Another useful feature is to calculate a moving average that only contains information about the past n miles of the ride. This feature serves as a relative fatigue factor (e.g. has the rider been climbin constantly for the last one mile, or have they been descending?).
Some seasonal factors are also important. Rider fitness is quantified by a 10 and 30 day fitness, where both the frequency of the activities and the difficulty of the rider's activities are considered.
Features are created in the StravaActivity.make_df() method, which constructs a feature/target dataframe for the current activity.
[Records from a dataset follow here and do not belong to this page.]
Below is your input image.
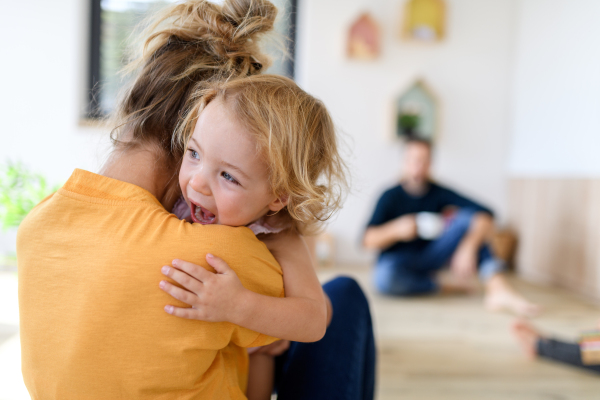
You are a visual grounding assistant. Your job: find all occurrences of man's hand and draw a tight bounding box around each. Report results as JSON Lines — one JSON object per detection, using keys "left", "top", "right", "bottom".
{"left": 449, "top": 243, "right": 478, "bottom": 279}
{"left": 159, "top": 254, "right": 248, "bottom": 322}
{"left": 392, "top": 214, "right": 418, "bottom": 241}
{"left": 363, "top": 214, "right": 418, "bottom": 250}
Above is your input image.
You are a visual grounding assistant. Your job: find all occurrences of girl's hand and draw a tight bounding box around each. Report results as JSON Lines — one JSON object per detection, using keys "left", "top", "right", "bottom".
{"left": 159, "top": 254, "right": 248, "bottom": 322}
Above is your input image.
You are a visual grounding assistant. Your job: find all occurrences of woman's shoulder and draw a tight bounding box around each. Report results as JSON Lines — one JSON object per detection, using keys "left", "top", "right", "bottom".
{"left": 160, "top": 217, "right": 282, "bottom": 286}
{"left": 169, "top": 217, "right": 262, "bottom": 247}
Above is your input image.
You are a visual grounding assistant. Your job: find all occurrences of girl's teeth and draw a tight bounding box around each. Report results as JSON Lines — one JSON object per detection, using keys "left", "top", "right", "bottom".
{"left": 195, "top": 206, "right": 215, "bottom": 223}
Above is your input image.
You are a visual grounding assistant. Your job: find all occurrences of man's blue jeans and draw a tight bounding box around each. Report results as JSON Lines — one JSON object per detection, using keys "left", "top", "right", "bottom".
{"left": 275, "top": 277, "right": 376, "bottom": 400}
{"left": 374, "top": 209, "right": 505, "bottom": 296}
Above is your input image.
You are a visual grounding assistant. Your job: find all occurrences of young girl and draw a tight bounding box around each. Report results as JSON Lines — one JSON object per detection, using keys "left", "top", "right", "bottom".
{"left": 159, "top": 74, "right": 347, "bottom": 399}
model_dev.ipynb, StravaEffort.py, StravaUser.py
Model development involves testing out different regression models and understanding the tradeoffs for each. Models were primarily evaluated by considering the r-squared value for the test sets. Entire activities were withheld in a test set - roughly 20% of a user's activities are withheld. The remaining 80% of activities were combined and then a train test split was performed on each with a 75% train and a 25% test split. Random forest, gradient boosting, support vector, and linear regression models were tested, with random forest and gradient boosting models achieving the best results. While random forest and gradient boosting perform similarly, the gradient boosting models require less memory and can be stored and opened more easily than random forest models. Stored models are opened and used for predictions regularly when the users use the cyclitics app, so having a model that takes up less space is important.
The models are trained when a user visits the site in the fit() page in views.py.
app/
The web app provides a user interface for riders to provide their Strava data to the app and then view their predictions on their own dashboard. Each user can go to their dashboard and view all their past rides and compare with their predictions. They can also upload new routes (rides) in the form of gpx files which provide distance, altitude, and lat/lng points. They can then view their predictions on the new route. Any rider can be added to any ride (past or new), and they will see their prediction on that ride (regardless if they have done the ride before).
The ride can be played back, and the riders will move along the google polyline path on the map while their cursors move across the altitude profile plot. The plot displays the time difference between the rider who's dashboard it is and all other riders. If only the rider and the rider's prediction are displayed then the updated prediction is displayed so that the rider can see how their prediction changes as they ride. If more riders are added, then the rider who is in the lead is displayed.
The views.py controls all flask routes and all html and javascript rendering are kept within the static folder.